Tuesday, May 29, 2012

The Proxy Marriage by Maile Meloy



This short story appeared in The New Yorker just two weeks ago. As I am always behind in all of my reading material I just read this last night. I almost always have a favorable impression of the fiction entries in the magazine, often some of our best contemporary writers are amongst the authors.

I believe that Maile Meloy might be a relatively new author. I am not sure of this fact. In anycase this short story, dealing with the issue of proxy marriage is a true winner.

I was not aware, as I am sure most people are not, that proxy marriages, or marriages where one party cannot be present and has a stand in are allowed in many states. This story centers on something even more rare, double proxy marriage where both parties are not present. This is only legal in Montana.

The story features a young man and a young woman. The girl the daughter of a widower lawyer in town is named, appropriately enough, Bridey. She is an attractive popular young woman who is the object of the affection of a young man in town who is not as popular.
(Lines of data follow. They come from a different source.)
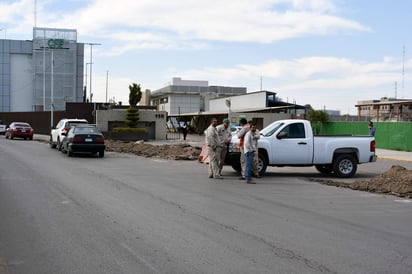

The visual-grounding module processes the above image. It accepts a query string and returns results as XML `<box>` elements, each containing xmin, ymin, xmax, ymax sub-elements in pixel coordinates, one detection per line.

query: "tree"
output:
<box><xmin>126</xmin><ymin>83</ymin><xmax>142</xmax><ymax>128</ymax></box>
<box><xmin>306</xmin><ymin>105</ymin><xmax>329</xmax><ymax>134</ymax></box>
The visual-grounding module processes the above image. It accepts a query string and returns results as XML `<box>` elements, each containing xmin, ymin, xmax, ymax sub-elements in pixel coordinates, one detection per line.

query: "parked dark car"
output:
<box><xmin>5</xmin><ymin>122</ymin><xmax>34</xmax><ymax>140</ymax></box>
<box><xmin>61</xmin><ymin>124</ymin><xmax>106</xmax><ymax>157</ymax></box>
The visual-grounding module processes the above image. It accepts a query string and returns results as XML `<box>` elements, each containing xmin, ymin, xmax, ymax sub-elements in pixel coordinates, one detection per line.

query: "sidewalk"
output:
<box><xmin>33</xmin><ymin>134</ymin><xmax>412</xmax><ymax>162</ymax></box>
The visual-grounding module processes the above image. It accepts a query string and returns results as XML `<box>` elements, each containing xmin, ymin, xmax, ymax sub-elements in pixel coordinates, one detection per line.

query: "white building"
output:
<box><xmin>150</xmin><ymin>77</ymin><xmax>246</xmax><ymax>115</ymax></box>
<box><xmin>0</xmin><ymin>28</ymin><xmax>84</xmax><ymax>112</ymax></box>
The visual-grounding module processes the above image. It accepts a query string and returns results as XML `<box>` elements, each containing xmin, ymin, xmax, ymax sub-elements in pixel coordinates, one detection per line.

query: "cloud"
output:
<box><xmin>0</xmin><ymin>0</ymin><xmax>370</xmax><ymax>54</ymax></box>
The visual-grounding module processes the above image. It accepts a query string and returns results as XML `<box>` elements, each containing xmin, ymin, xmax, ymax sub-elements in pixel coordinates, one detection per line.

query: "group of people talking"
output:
<box><xmin>205</xmin><ymin>118</ymin><xmax>260</xmax><ymax>184</ymax></box>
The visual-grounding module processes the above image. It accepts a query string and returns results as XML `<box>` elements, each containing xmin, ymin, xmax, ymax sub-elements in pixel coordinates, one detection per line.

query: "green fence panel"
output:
<box><xmin>317</xmin><ymin>122</ymin><xmax>412</xmax><ymax>151</ymax></box>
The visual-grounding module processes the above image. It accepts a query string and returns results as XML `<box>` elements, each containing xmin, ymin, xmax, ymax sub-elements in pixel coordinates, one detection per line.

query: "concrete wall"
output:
<box><xmin>229</xmin><ymin>112</ymin><xmax>292</xmax><ymax>129</ymax></box>
<box><xmin>209</xmin><ymin>92</ymin><xmax>266</xmax><ymax>111</ymax></box>
<box><xmin>322</xmin><ymin>122</ymin><xmax>412</xmax><ymax>151</ymax></box>
<box><xmin>96</xmin><ymin>109</ymin><xmax>167</xmax><ymax>140</ymax></box>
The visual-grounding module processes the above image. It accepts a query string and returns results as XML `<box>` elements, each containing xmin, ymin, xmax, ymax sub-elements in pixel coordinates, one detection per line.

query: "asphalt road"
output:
<box><xmin>0</xmin><ymin>137</ymin><xmax>412</xmax><ymax>274</ymax></box>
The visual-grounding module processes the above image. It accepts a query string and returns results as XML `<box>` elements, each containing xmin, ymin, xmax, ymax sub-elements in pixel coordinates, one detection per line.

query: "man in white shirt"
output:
<box><xmin>243</xmin><ymin>124</ymin><xmax>258</xmax><ymax>184</ymax></box>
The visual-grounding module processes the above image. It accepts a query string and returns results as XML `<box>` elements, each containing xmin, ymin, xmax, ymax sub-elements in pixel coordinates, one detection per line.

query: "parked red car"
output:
<box><xmin>6</xmin><ymin>122</ymin><xmax>33</xmax><ymax>140</ymax></box>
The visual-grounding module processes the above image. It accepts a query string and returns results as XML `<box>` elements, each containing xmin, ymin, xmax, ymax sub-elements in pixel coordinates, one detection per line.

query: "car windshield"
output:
<box><xmin>260</xmin><ymin>122</ymin><xmax>284</xmax><ymax>137</ymax></box>
<box><xmin>14</xmin><ymin>123</ymin><xmax>30</xmax><ymax>127</ymax></box>
<box><xmin>74</xmin><ymin>127</ymin><xmax>100</xmax><ymax>134</ymax></box>
<box><xmin>67</xmin><ymin>121</ymin><xmax>87</xmax><ymax>127</ymax></box>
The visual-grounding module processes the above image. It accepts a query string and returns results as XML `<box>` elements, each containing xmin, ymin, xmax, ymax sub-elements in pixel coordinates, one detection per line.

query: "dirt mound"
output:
<box><xmin>320</xmin><ymin>165</ymin><xmax>412</xmax><ymax>198</ymax></box>
<box><xmin>106</xmin><ymin>140</ymin><xmax>412</xmax><ymax>198</ymax></box>
<box><xmin>105</xmin><ymin>140</ymin><xmax>201</xmax><ymax>160</ymax></box>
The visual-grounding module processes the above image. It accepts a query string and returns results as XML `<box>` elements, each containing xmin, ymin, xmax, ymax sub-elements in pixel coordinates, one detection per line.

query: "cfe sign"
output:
<box><xmin>47</xmin><ymin>39</ymin><xmax>64</xmax><ymax>49</ymax></box>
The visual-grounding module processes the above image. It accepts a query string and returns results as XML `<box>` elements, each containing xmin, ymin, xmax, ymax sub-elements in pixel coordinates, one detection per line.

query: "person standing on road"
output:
<box><xmin>237</xmin><ymin>118</ymin><xmax>250</xmax><ymax>179</ymax></box>
<box><xmin>216</xmin><ymin>118</ymin><xmax>232</xmax><ymax>176</ymax></box>
<box><xmin>182</xmin><ymin>122</ymin><xmax>188</xmax><ymax>141</ymax></box>
<box><xmin>244</xmin><ymin>123</ymin><xmax>258</xmax><ymax>184</ymax></box>
<box><xmin>248</xmin><ymin>121</ymin><xmax>261</xmax><ymax>178</ymax></box>
<box><xmin>368</xmin><ymin>121</ymin><xmax>376</xmax><ymax>136</ymax></box>
<box><xmin>205</xmin><ymin>118</ymin><xmax>223</xmax><ymax>179</ymax></box>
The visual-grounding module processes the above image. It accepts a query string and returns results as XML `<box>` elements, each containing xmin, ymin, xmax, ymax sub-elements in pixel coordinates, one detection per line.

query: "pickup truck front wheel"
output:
<box><xmin>333</xmin><ymin>154</ymin><xmax>357</xmax><ymax>178</ymax></box>
<box><xmin>315</xmin><ymin>164</ymin><xmax>333</xmax><ymax>174</ymax></box>
<box><xmin>258</xmin><ymin>153</ymin><xmax>268</xmax><ymax>176</ymax></box>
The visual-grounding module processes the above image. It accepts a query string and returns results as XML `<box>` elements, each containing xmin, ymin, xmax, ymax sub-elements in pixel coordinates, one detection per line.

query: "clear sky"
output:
<box><xmin>0</xmin><ymin>0</ymin><xmax>412</xmax><ymax>114</ymax></box>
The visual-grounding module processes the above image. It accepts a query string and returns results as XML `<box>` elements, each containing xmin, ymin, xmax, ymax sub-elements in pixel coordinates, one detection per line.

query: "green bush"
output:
<box><xmin>126</xmin><ymin>107</ymin><xmax>139</xmax><ymax>128</ymax></box>
<box><xmin>113</xmin><ymin>127</ymin><xmax>147</xmax><ymax>133</ymax></box>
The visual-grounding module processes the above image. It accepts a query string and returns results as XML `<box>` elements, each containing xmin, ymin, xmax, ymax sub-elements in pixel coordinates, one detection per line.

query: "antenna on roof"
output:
<box><xmin>402</xmin><ymin>45</ymin><xmax>405</xmax><ymax>99</ymax></box>
<box><xmin>34</xmin><ymin>0</ymin><xmax>37</xmax><ymax>27</ymax></box>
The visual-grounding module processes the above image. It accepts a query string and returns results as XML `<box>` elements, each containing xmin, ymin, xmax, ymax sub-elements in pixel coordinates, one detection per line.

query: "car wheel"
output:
<box><xmin>333</xmin><ymin>154</ymin><xmax>358</xmax><ymax>178</ymax></box>
<box><xmin>49</xmin><ymin>135</ymin><xmax>56</xmax><ymax>148</ymax></box>
<box><xmin>232</xmin><ymin>163</ymin><xmax>242</xmax><ymax>172</ymax></box>
<box><xmin>315</xmin><ymin>164</ymin><xmax>333</xmax><ymax>174</ymax></box>
<box><xmin>258</xmin><ymin>153</ymin><xmax>268</xmax><ymax>176</ymax></box>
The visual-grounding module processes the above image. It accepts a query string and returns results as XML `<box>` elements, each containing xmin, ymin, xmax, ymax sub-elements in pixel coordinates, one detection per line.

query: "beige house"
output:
<box><xmin>355</xmin><ymin>97</ymin><xmax>412</xmax><ymax>122</ymax></box>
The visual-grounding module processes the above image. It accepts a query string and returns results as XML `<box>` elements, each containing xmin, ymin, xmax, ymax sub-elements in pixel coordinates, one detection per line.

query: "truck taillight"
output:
<box><xmin>72</xmin><ymin>137</ymin><xmax>83</xmax><ymax>143</ymax></box>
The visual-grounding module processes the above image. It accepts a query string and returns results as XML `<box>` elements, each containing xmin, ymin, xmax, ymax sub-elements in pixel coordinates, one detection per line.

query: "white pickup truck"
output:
<box><xmin>0</xmin><ymin>120</ymin><xmax>6</xmax><ymax>135</ymax></box>
<box><xmin>226</xmin><ymin>119</ymin><xmax>377</xmax><ymax>178</ymax></box>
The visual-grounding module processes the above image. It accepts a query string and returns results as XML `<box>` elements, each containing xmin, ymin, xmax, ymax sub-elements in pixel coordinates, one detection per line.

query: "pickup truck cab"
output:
<box><xmin>226</xmin><ymin>119</ymin><xmax>377</xmax><ymax>178</ymax></box>
<box><xmin>0</xmin><ymin>122</ymin><xmax>6</xmax><ymax>135</ymax></box>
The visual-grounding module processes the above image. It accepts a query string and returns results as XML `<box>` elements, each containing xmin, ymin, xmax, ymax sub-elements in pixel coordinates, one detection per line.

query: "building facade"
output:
<box><xmin>150</xmin><ymin>77</ymin><xmax>246</xmax><ymax>115</ymax></box>
<box><xmin>0</xmin><ymin>28</ymin><xmax>84</xmax><ymax>112</ymax></box>
<box><xmin>355</xmin><ymin>97</ymin><xmax>412</xmax><ymax>122</ymax></box>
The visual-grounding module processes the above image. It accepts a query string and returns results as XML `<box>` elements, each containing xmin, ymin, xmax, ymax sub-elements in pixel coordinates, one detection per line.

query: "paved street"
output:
<box><xmin>0</xmin><ymin>137</ymin><xmax>412</xmax><ymax>274</ymax></box>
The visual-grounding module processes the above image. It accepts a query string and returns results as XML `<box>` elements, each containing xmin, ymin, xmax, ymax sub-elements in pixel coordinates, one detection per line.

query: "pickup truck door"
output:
<box><xmin>271</xmin><ymin>122</ymin><xmax>313</xmax><ymax>165</ymax></box>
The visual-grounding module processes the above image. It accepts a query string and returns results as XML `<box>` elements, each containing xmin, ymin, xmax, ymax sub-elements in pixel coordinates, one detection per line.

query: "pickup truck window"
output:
<box><xmin>279</xmin><ymin>123</ymin><xmax>305</xmax><ymax>139</ymax></box>
<box><xmin>260</xmin><ymin>122</ymin><xmax>284</xmax><ymax>137</ymax></box>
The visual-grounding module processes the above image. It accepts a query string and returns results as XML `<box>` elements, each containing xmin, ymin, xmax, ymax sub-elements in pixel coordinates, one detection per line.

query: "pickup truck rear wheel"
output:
<box><xmin>232</xmin><ymin>162</ymin><xmax>242</xmax><ymax>172</ymax></box>
<box><xmin>333</xmin><ymin>154</ymin><xmax>358</xmax><ymax>178</ymax></box>
<box><xmin>315</xmin><ymin>164</ymin><xmax>333</xmax><ymax>174</ymax></box>
<box><xmin>49</xmin><ymin>135</ymin><xmax>56</xmax><ymax>148</ymax></box>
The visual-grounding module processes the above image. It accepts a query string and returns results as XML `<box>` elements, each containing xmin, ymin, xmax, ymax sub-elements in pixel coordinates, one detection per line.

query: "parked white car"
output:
<box><xmin>50</xmin><ymin>119</ymin><xmax>89</xmax><ymax>150</ymax></box>
<box><xmin>0</xmin><ymin>124</ymin><xmax>6</xmax><ymax>135</ymax></box>
<box><xmin>226</xmin><ymin>119</ymin><xmax>377</xmax><ymax>178</ymax></box>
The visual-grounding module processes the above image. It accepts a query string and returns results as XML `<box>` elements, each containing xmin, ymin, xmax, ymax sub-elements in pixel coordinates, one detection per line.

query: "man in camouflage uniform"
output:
<box><xmin>205</xmin><ymin>118</ymin><xmax>223</xmax><ymax>179</ymax></box>
<box><xmin>216</xmin><ymin>118</ymin><xmax>232</xmax><ymax>176</ymax></box>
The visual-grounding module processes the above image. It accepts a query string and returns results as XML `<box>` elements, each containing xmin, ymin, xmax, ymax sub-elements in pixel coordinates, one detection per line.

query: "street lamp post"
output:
<box><xmin>84</xmin><ymin>63</ymin><xmax>90</xmax><ymax>99</ymax></box>
<box><xmin>84</xmin><ymin>43</ymin><xmax>101</xmax><ymax>103</ymax></box>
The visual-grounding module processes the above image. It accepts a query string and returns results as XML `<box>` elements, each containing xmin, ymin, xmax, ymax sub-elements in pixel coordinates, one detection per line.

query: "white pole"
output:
<box><xmin>106</xmin><ymin>70</ymin><xmax>109</xmax><ymax>103</ymax></box>
<box><xmin>89</xmin><ymin>44</ymin><xmax>93</xmax><ymax>103</ymax></box>
<box><xmin>50</xmin><ymin>50</ymin><xmax>54</xmax><ymax>128</ymax></box>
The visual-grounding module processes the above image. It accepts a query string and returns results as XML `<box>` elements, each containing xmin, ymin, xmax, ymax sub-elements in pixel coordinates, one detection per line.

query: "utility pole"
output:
<box><xmin>106</xmin><ymin>70</ymin><xmax>109</xmax><ymax>104</ymax></box>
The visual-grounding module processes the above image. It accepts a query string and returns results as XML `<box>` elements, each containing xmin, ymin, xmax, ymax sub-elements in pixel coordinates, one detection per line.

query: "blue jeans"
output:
<box><xmin>245</xmin><ymin>151</ymin><xmax>255</xmax><ymax>180</ymax></box>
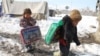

A musician, a pianist they meet while doing theater arts, she dances as well.

Over the course of their high school years, then college they are the proxy groom and bride for tens of couples. Bridey's father, being a lawyer, becomes known for helping arrange these marriages, often for those in the military. What starts as exciting becomes, for the young man, a chore. His feelings for her grow deeper. As their lives push them beyond Montana and college, to her efforts at performing in New York City to his becoming a composer they still, here and there, communicate, maintain their friendship, and apparently this will always be an unrequited or even on the part of Bridey an unknown love.

In the end the relationship reaches a turning point. The story is like many you have read, it is just the back story of the proxy weddings that adds a depth and spin you have not often seen. I found myself when finished with it thinking that this would make a great movie. Being a short story it might need to be fleshed out but this has all the makings of a story that has mass appeal. Not sickly sweet like those awful Sparks books but a story which you could see some top line actresses and actors in.

We shall see if that comes to pass, I am not usually a romantic story reader but this is a story you should seek out and read. Very well done.